Я бросила взгляд в боковое зеркало – и точно. Следом неотступно двигалась старая белая «Мазда», в которой угадывались силуэты водителя и пассажира.
– Думаешь, за нами? Может, просто едут?
– Ага, – кивнул Никита, чуть добавляя скорость и потом резко ее сбрасывая, в результате чего следовавшая за ними машина в попытке не отстать едва не въехала им в бампер. – Видали?
– Н-да, – неопределенно пробормотала я, стараясь понять, с чем или с кем может быть связан этот непрошеный эскорт.
– Что делать будем? Не надо бы, чтоб до школы провожали, ну их, – сказал Никита, и я вздрогнула – воспоминания о том, как Соню увели прямо из школы, до сих пор были свежи в памяти. Тогда все обошлось, но ведь во второй раз может и не повезти.
– Отрывайся, – решительно сказала я, проверяя, хорошо ли пристегнут ремень безопасности. – Соня, возьмись крепко за ручки и держись, сколько есть сил, поняла? Сейчас поедем очень быстро. Никита, там чуть дальше слева будет поворот на Власово, мы через него быстро выберемся на объездную трассу. Я в поселке скажу, куда поворачивать, там, если не знать дороги, запросто в тупик уедешь. Их штук семь, так что шанс скрыться у нас хороший.
– Ага, а на дороге двойная сплошная. Вы меня под лишение подписать хотите?
– Там нет ни камер, ни гайцев, никто не узнает. Главное, чтоб по встречке никто не ехал, – процедила я, берясь за ручку. – И двери заблокируй на всякий случай.

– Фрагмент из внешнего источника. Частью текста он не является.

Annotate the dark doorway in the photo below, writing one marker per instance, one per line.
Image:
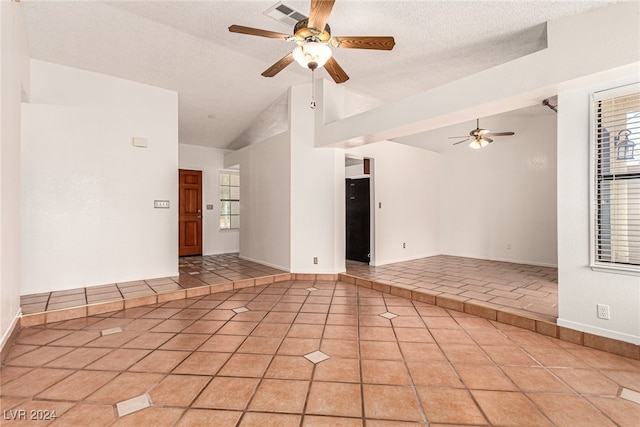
(358, 219)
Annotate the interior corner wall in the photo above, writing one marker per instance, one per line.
(580, 288)
(265, 202)
(14, 79)
(499, 203)
(210, 161)
(406, 201)
(88, 194)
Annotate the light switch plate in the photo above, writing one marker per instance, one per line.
(139, 142)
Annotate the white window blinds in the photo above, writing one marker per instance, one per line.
(616, 204)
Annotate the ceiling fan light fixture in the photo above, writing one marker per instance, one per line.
(312, 55)
(478, 143)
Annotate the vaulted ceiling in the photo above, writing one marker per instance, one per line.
(185, 46)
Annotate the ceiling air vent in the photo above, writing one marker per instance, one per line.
(283, 13)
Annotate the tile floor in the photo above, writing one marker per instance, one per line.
(308, 353)
(528, 290)
(194, 272)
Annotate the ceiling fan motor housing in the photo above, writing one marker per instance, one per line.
(302, 31)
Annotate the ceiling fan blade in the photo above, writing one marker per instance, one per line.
(335, 71)
(257, 32)
(365, 42)
(278, 66)
(500, 134)
(319, 13)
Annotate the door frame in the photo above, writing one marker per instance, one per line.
(368, 171)
(191, 216)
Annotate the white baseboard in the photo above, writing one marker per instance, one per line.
(10, 330)
(619, 336)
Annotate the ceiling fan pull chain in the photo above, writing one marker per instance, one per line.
(313, 89)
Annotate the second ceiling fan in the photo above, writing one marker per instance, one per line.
(314, 41)
(480, 138)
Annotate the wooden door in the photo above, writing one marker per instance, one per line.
(358, 220)
(190, 217)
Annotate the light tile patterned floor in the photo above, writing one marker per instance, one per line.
(523, 289)
(200, 362)
(194, 272)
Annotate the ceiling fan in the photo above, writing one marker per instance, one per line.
(480, 138)
(314, 41)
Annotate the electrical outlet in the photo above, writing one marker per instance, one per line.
(603, 311)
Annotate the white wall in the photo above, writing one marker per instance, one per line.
(87, 192)
(210, 161)
(317, 193)
(406, 183)
(581, 288)
(265, 200)
(14, 79)
(504, 194)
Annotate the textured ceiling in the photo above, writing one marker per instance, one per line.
(185, 46)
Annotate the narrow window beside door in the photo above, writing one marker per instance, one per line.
(616, 202)
(229, 200)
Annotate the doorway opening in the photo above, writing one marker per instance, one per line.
(190, 212)
(358, 188)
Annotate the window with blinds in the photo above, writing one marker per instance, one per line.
(616, 185)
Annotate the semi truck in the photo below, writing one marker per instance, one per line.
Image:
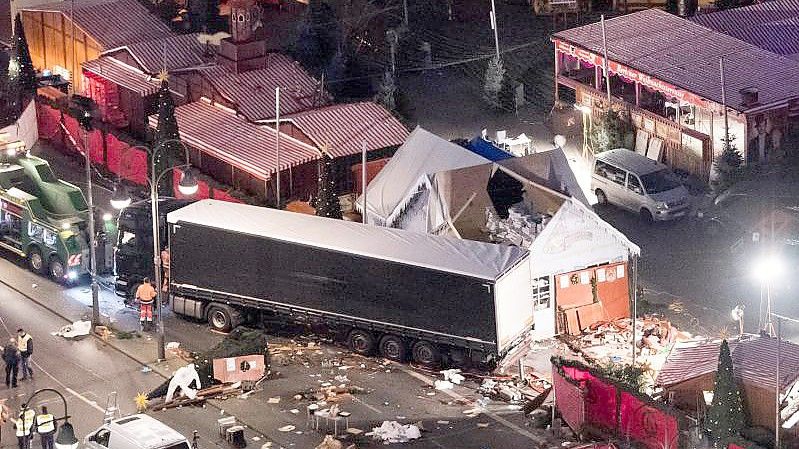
(133, 253)
(43, 218)
(401, 294)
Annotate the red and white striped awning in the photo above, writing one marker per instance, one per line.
(219, 132)
(342, 129)
(122, 75)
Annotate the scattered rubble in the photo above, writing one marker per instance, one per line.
(394, 432)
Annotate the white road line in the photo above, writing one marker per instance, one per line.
(491, 415)
(93, 404)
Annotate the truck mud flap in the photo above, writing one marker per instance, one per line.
(187, 307)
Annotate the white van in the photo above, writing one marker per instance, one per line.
(136, 432)
(634, 182)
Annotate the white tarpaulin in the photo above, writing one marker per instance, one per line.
(466, 257)
(576, 238)
(422, 154)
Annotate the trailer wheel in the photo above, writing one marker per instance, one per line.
(36, 261)
(223, 318)
(361, 342)
(392, 347)
(426, 353)
(57, 271)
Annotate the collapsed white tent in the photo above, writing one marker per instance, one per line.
(422, 155)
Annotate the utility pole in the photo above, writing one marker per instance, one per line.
(605, 54)
(363, 182)
(277, 145)
(493, 16)
(724, 103)
(92, 236)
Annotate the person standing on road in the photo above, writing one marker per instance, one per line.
(11, 359)
(25, 346)
(45, 427)
(24, 426)
(145, 294)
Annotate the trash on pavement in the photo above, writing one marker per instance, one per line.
(394, 432)
(74, 330)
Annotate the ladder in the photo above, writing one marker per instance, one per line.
(111, 408)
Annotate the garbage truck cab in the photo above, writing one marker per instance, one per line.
(136, 432)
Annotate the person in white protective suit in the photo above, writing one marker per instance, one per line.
(182, 378)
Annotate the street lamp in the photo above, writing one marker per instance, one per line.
(767, 268)
(66, 434)
(188, 186)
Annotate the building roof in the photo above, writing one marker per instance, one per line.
(112, 23)
(686, 54)
(182, 51)
(754, 362)
(341, 129)
(122, 75)
(772, 25)
(221, 133)
(253, 92)
(475, 259)
(423, 154)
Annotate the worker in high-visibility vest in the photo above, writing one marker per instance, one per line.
(24, 426)
(45, 427)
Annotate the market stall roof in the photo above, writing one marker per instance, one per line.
(686, 54)
(253, 91)
(219, 132)
(112, 23)
(122, 75)
(576, 238)
(754, 361)
(423, 154)
(772, 25)
(475, 259)
(341, 129)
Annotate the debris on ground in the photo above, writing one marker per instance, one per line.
(394, 432)
(77, 329)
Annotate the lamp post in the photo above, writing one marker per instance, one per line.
(187, 186)
(66, 434)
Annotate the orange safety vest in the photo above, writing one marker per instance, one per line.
(145, 293)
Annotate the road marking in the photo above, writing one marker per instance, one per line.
(93, 404)
(491, 415)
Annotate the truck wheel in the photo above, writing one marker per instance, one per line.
(223, 318)
(361, 342)
(393, 348)
(56, 270)
(425, 353)
(36, 261)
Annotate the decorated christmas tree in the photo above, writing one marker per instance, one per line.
(725, 418)
(168, 151)
(327, 204)
(20, 68)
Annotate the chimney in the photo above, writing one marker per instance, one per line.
(748, 96)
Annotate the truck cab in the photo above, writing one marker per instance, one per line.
(136, 432)
(43, 219)
(133, 252)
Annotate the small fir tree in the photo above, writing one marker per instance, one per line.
(492, 83)
(725, 418)
(387, 95)
(729, 165)
(168, 151)
(318, 39)
(20, 68)
(327, 203)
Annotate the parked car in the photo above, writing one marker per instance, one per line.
(641, 185)
(750, 217)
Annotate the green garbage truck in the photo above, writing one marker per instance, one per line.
(42, 218)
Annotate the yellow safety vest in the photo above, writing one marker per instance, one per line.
(45, 423)
(22, 342)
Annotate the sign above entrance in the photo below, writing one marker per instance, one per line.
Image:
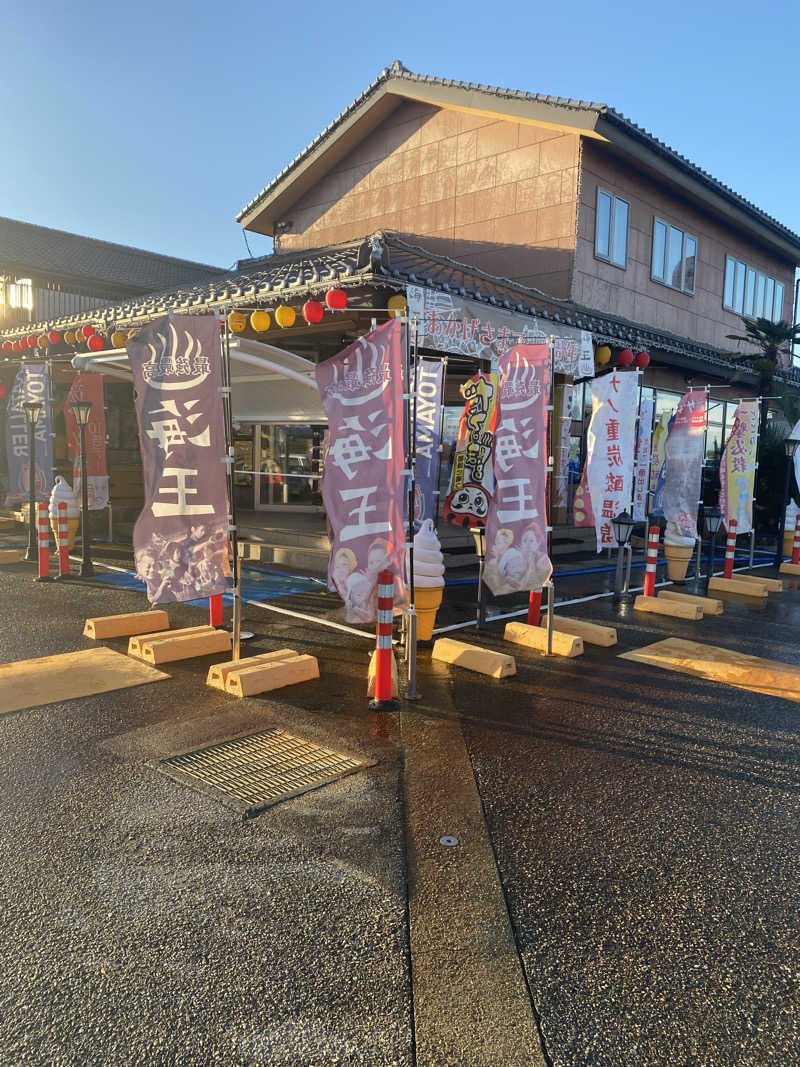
(451, 323)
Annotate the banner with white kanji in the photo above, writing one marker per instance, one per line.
(684, 463)
(516, 529)
(470, 478)
(180, 539)
(364, 488)
(88, 385)
(610, 449)
(641, 463)
(737, 468)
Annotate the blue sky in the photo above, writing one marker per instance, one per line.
(154, 123)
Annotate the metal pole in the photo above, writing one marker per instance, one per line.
(32, 554)
(550, 464)
(411, 429)
(228, 420)
(86, 568)
(782, 520)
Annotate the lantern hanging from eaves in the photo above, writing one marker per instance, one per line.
(336, 300)
(285, 316)
(260, 321)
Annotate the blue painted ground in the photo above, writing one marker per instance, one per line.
(257, 585)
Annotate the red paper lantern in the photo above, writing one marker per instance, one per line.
(313, 312)
(336, 300)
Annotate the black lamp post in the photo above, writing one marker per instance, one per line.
(789, 447)
(713, 523)
(32, 411)
(623, 527)
(82, 412)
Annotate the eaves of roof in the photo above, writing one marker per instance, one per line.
(590, 116)
(387, 260)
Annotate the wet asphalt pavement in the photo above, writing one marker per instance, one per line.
(643, 824)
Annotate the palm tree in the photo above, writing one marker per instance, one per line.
(772, 343)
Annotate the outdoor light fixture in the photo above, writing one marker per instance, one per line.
(82, 412)
(623, 527)
(789, 447)
(32, 411)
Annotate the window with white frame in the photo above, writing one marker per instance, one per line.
(748, 291)
(20, 293)
(674, 256)
(611, 228)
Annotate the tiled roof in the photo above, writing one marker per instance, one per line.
(24, 245)
(382, 259)
(397, 70)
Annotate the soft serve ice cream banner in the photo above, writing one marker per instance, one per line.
(364, 486)
(516, 529)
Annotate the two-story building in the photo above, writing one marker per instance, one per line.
(561, 216)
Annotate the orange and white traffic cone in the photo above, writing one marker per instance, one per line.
(730, 550)
(650, 571)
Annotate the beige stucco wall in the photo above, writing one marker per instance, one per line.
(630, 292)
(495, 194)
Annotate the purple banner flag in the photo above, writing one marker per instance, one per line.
(32, 383)
(516, 528)
(364, 486)
(430, 375)
(180, 539)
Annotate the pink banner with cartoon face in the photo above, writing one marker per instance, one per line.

Никита щелкнул кнопкой и вдавил педаль газа в пол. Машина дернулась и понеслась, отрываясь от преследователей. Я смотрела в боковое зеркало и видела, как водитель «Мазды» пытается не отстать. Тягаться с полугодовалой «бэшкой» с хорошим двигателем и шипованными колесами, прекрасно державшими чуть заледеневшую трассу, он, конечно, не мог. Мы долетели до поворота, и Никита резко взял влево практически в трех метрах перед движущимся на нас рефрижератором. Я закрыла глаза на секунду, хотя чувствовала, что этого зазора нам как раз хватит, чтобы проскочить и скрыться из поля зрения преследователей.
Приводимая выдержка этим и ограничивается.